Editorial
America’s Shameful Stain
By Alejandro Grattan-Dominguez

     Today, well over 65% of the American people think the invasion of Iraq was a monumental mistake. Many of those same millions think the Bush Administration lied about the urgent need to take military action against Iraq. Others think that the cost of the war was drastically under-estimated in order to lure the public into endorsing the invasion. Remember the now-infamous troika of Bush, Cheney and Rumsfeld telling us that our soldiers would be greeted as liberators, and that the oil in Iraq would pay for the war, that Iraq had weapons of mass destruction, including nuclear-tipped missiles—and how Bush fostered for years the false belief that Hussein was responsible for the 9/11 attack.

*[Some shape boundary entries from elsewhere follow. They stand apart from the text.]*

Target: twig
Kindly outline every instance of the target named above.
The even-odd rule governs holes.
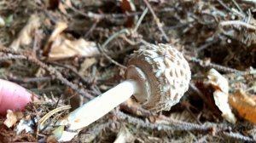
[[[223,132],[223,134],[229,137],[229,138],[232,138],[235,140],[242,140],[244,142],[249,141],[249,142],[256,142],[255,140],[249,138],[247,136],[244,136],[239,133],[234,133],[234,132]]]
[[[38,59],[36,59],[35,57],[32,57],[31,56],[30,53],[26,53],[26,52],[16,52],[16,51],[14,51],[10,49],[7,49],[3,46],[0,46],[0,52],[3,52],[3,53],[6,53],[6,54],[15,54],[15,55],[20,55],[20,56],[24,56],[25,60],[32,62],[32,63],[34,63],[38,66],[39,66],[40,67],[45,69],[46,71],[48,71],[49,72],[49,74],[51,76],[55,75],[55,77],[57,79],[59,79],[60,81],[61,81],[64,84],[69,86],[71,89],[73,89],[73,90],[77,91],[78,93],[79,93],[80,94],[84,95],[84,97],[87,97],[89,99],[92,99],[94,98],[92,95],[90,95],[90,94],[84,92],[84,90],[79,89],[79,87],[69,82],[67,78],[65,78],[62,74],[58,72],[57,70],[55,70],[54,67],[50,67],[49,66],[47,66],[46,64],[43,63],[42,61],[38,60]]]
[[[241,20],[227,20],[227,21],[222,21],[220,22],[221,26],[230,26],[230,25],[238,25],[238,26],[245,26],[248,29],[253,29],[253,30],[256,30],[256,26],[250,25],[248,23],[241,21]]]
[[[203,67],[209,66],[209,67],[215,68],[218,71],[222,71],[224,72],[236,72],[236,73],[240,73],[240,74],[244,73],[244,72],[242,72],[242,71],[226,67],[226,66],[224,66],[221,65],[217,65],[217,64],[213,64],[213,63],[206,63],[204,60],[197,59],[195,57],[191,57],[189,55],[184,55],[184,56],[188,60],[195,62],[195,63],[198,63],[200,66],[201,66]]]
[[[138,28],[139,26],[141,25],[141,23],[142,23],[143,18],[145,17],[146,14],[148,13],[148,8],[147,8],[147,9],[143,11],[143,14],[141,15],[140,19],[137,20],[135,28],[132,30],[132,33],[135,33],[135,32],[137,31],[137,28]]]
[[[144,3],[146,3],[147,7],[149,9],[153,17],[154,17],[154,20],[155,21],[157,26],[158,26],[158,29],[160,31],[160,32],[162,33],[163,37],[165,37],[165,39],[169,42],[170,39],[169,37],[167,37],[167,35],[166,34],[165,31],[163,30],[163,27],[162,27],[162,24],[160,23],[159,18],[156,16],[154,11],[153,10],[151,5],[149,4],[149,3],[148,2],[148,0],[143,0]]]

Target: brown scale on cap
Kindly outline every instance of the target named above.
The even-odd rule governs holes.
[[[170,110],[189,89],[189,63],[170,45],[140,49],[131,55],[127,66],[126,78],[137,81],[139,89],[135,98],[152,112]]]

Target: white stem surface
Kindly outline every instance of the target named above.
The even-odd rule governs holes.
[[[136,82],[125,81],[69,113],[64,122],[69,125],[68,129],[84,128],[128,100],[136,92]]]

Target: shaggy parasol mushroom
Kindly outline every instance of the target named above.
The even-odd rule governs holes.
[[[125,75],[126,81],[60,121],[58,124],[67,125],[67,129],[58,137],[59,141],[70,140],[71,134],[78,134],[73,130],[88,126],[131,95],[152,112],[169,110],[188,90],[191,72],[189,63],[176,49],[166,44],[149,44],[131,55]]]

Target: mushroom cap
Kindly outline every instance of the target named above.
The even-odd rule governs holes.
[[[126,79],[137,83],[136,100],[152,112],[170,110],[189,89],[188,61],[167,44],[148,44],[131,54]]]

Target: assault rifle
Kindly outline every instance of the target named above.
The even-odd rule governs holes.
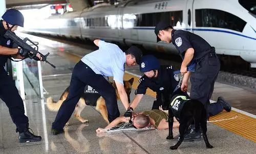
[[[42,61],[47,62],[53,67],[53,68],[56,67],[55,66],[53,65],[46,60],[47,57],[48,56],[50,53],[48,53],[46,55],[42,55],[38,52],[38,46],[29,38],[26,37],[24,39],[22,40],[9,30],[6,31],[4,36],[6,38],[9,38],[13,40],[14,43],[18,45],[18,46],[19,46],[22,49],[30,52],[30,53],[28,53],[28,57],[29,57],[30,59],[32,59],[35,58],[36,57],[36,54],[39,53],[42,58]],[[36,46],[36,48],[33,48],[33,47],[27,43],[27,41],[29,41],[33,45]]]

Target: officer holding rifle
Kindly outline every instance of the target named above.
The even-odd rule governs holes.
[[[13,9],[7,10],[2,17],[3,20],[0,20],[0,98],[8,107],[12,121],[16,126],[16,132],[19,132],[19,142],[40,141],[41,137],[34,135],[29,130],[29,120],[25,115],[23,101],[12,78],[4,68],[8,58],[24,59],[29,56],[29,53],[32,54],[26,49],[13,48],[13,41],[4,36],[8,30],[14,34],[13,32],[18,26],[23,27],[24,18],[19,11]],[[33,59],[42,60],[39,53]]]

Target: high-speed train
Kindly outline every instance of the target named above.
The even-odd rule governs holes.
[[[156,43],[160,20],[205,39],[219,55],[241,57],[256,67],[256,1],[127,1],[37,21],[28,32],[93,40],[102,38],[177,54],[173,44]]]

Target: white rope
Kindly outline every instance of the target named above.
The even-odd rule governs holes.
[[[212,121],[208,121],[207,122],[218,122],[218,121],[224,121],[224,120],[231,120],[231,119],[233,119],[238,117],[238,115],[237,115],[234,117],[230,118],[228,118],[228,119],[220,119],[220,120],[212,120]]]

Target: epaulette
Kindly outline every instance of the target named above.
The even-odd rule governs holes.
[[[143,81],[144,80],[145,80],[145,78],[143,76],[142,76],[142,77],[140,78],[140,79],[139,79],[139,82],[140,83],[142,81]]]

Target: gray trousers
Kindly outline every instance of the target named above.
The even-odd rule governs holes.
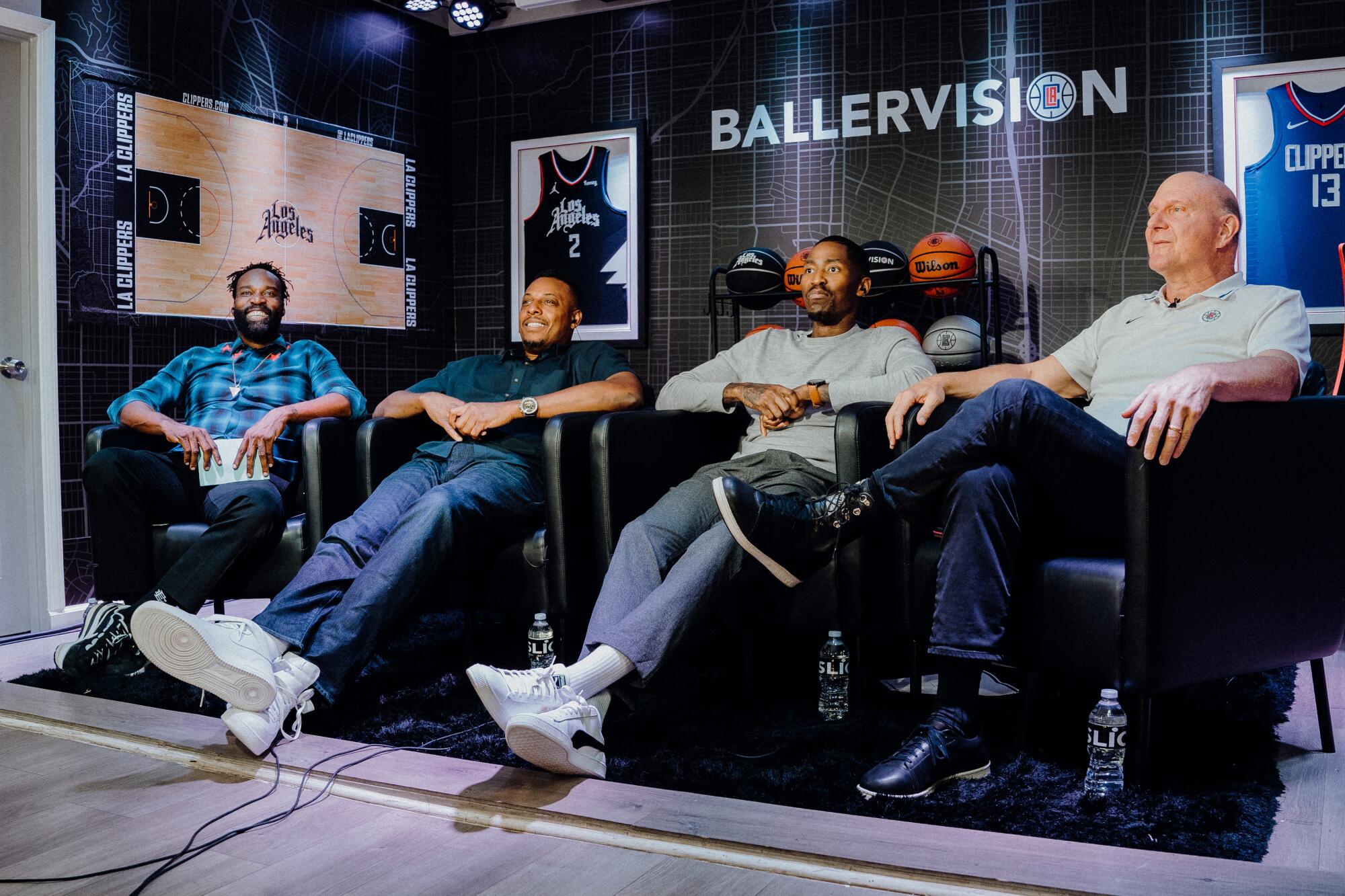
[[[746,554],[714,505],[716,476],[737,476],[775,495],[816,495],[835,484],[835,476],[788,451],[697,470],[621,530],[581,658],[608,644],[635,663],[640,682],[647,681],[742,568]]]

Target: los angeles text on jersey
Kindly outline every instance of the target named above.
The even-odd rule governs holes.
[[[928,90],[851,93],[839,100],[815,97],[808,120],[804,120],[802,109],[795,112],[792,101],[775,110],[759,104],[748,116],[746,128],[740,126],[744,116],[737,109],[714,109],[710,112],[710,149],[746,149],[757,140],[780,144],[884,136],[893,130],[908,133],[912,121],[923,124],[925,130],[948,121],[958,128],[966,128],[968,122],[989,128],[1005,117],[1006,106],[1010,121],[1022,121],[1024,105],[1041,121],[1059,121],[1073,110],[1075,98],[1080,94],[1085,116],[1093,114],[1099,100],[1114,114],[1128,110],[1124,67],[1114,69],[1110,85],[1093,69],[1084,71],[1080,81],[1081,90],[1076,90],[1069,75],[1045,71],[1029,79],[1026,89],[1022,78],[1009,78],[1007,90],[1003,81],[987,78],[970,85],[970,89],[962,82]]]

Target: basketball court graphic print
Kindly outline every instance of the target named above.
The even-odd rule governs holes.
[[[134,170],[136,312],[225,316],[274,261],[286,320],[405,328],[401,153],[137,93]]]

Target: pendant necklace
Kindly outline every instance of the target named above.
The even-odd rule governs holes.
[[[241,354],[242,352],[239,351],[238,355],[241,355]],[[230,355],[229,357],[229,373],[234,378],[233,385],[229,386],[229,398],[233,400],[233,401],[237,401],[238,400],[238,393],[241,393],[243,390],[243,385],[241,382],[238,382],[238,355]],[[246,379],[247,377],[250,377],[254,373],[257,373],[257,369],[261,367],[264,363],[266,363],[266,361],[269,358],[270,358],[270,355],[262,355],[262,359],[257,362],[257,367],[253,367],[252,370],[249,370],[247,373],[243,374],[243,379]]]

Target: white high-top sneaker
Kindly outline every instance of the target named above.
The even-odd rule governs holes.
[[[560,775],[607,778],[603,713],[582,697],[546,713],[514,716],[504,743],[519,759]]]
[[[151,600],[130,618],[130,634],[155,666],[231,706],[257,712],[276,701],[274,639],[250,619],[202,619]]]
[[[467,670],[467,679],[502,729],[514,716],[545,713],[577,697],[565,683],[565,666],[561,663],[519,670],[477,663]]]
[[[304,713],[313,710],[313,682],[319,669],[299,654],[291,651],[276,661],[276,700],[260,713],[230,706],[221,716],[225,726],[234,733],[238,743],[261,756],[276,743],[276,735],[295,740],[303,731]],[[295,725],[285,731],[285,720],[295,713]]]

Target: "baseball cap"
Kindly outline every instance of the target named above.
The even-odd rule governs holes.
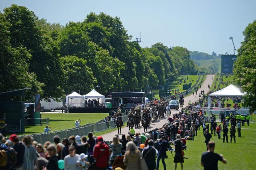
[[[12,134],[10,137],[10,140],[11,141],[13,141],[16,137],[18,137],[16,134]]]
[[[100,136],[98,137],[97,138],[97,139],[98,141],[99,142],[103,142],[103,138],[101,136]]]
[[[79,135],[76,136],[76,141],[81,141],[81,137]]]

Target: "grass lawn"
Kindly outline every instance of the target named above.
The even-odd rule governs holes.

     However, there is one thing all Americans agree on: giving our fighting men and women the best protection possible while overseas and the best treatment possible when they return. But here again, Bush has failed, spouting his love for the military before they ship out but neglecting them when they return.
     Nancy Gibbs, one of Time Magazine’s best essayists, wrote a devastating exposé in the magazine’s May 26, 2008 issue—and because we have so many former US military living here at Lakeside, we thought the following items in Ms. Gibb’s essay would be of interest to many of our readers.
     • One in five returning vets suffer from major depression.
     • More than 300,000 soldiers have suffered traumatic brain injuries.
     • More than 400,000 military personnel are still waiting to have their cases processed.
     • The number seeking assistance for homelessness is up over 600% in the past year.
     But in the face of so much need often comes denial. At a May 6 hearing, lawmakers took on several officials of the Veterans Affairs after an e-mail surfaced from one Ira Katz, the department’s Chief of Mental Health, regarding the suicide rates of soldiers in its care. The subject line of the e-mail was: “Shhh.” The VA had been insisting that there were fewer than 800 suicide attempts each year by vets in its care. The real number was nearly 12,000.
     The Katz e-mail goes on to say: Is this something we should carefully address ourselves in some sort of (press) release before somebody stumbles on it?
     The lawmakers concluded that this came close to criminal negligence. The VA’s pattern seemed to be to deny the facts and when they came out, then cover them up. A YouTube video provided documentation of the filthy ward conditions awaiting so many of the solders who returned from the war. Even Bush’s Defense Secretary, Robert Gates (a decent man who replaced the arrogant and clueless Rumsfeld) was appalled, saying that “Soldiers should never have to live in such squalor.”
     Gates is to be applauded for his forthright attitude, for the least that our veterans deserve is a government which honestly admits its failures.
     Sadly, the treatment of the returning warrior (with the exception of those in WWII) has been about the same since time immemorial—as attested to by this indictment from an unknown soldier:
      
God and the soldier,
all men adore
In time of danger
and not before.
When the danger is passed and all things righted,
God is for-gotten, and the soldier slighted.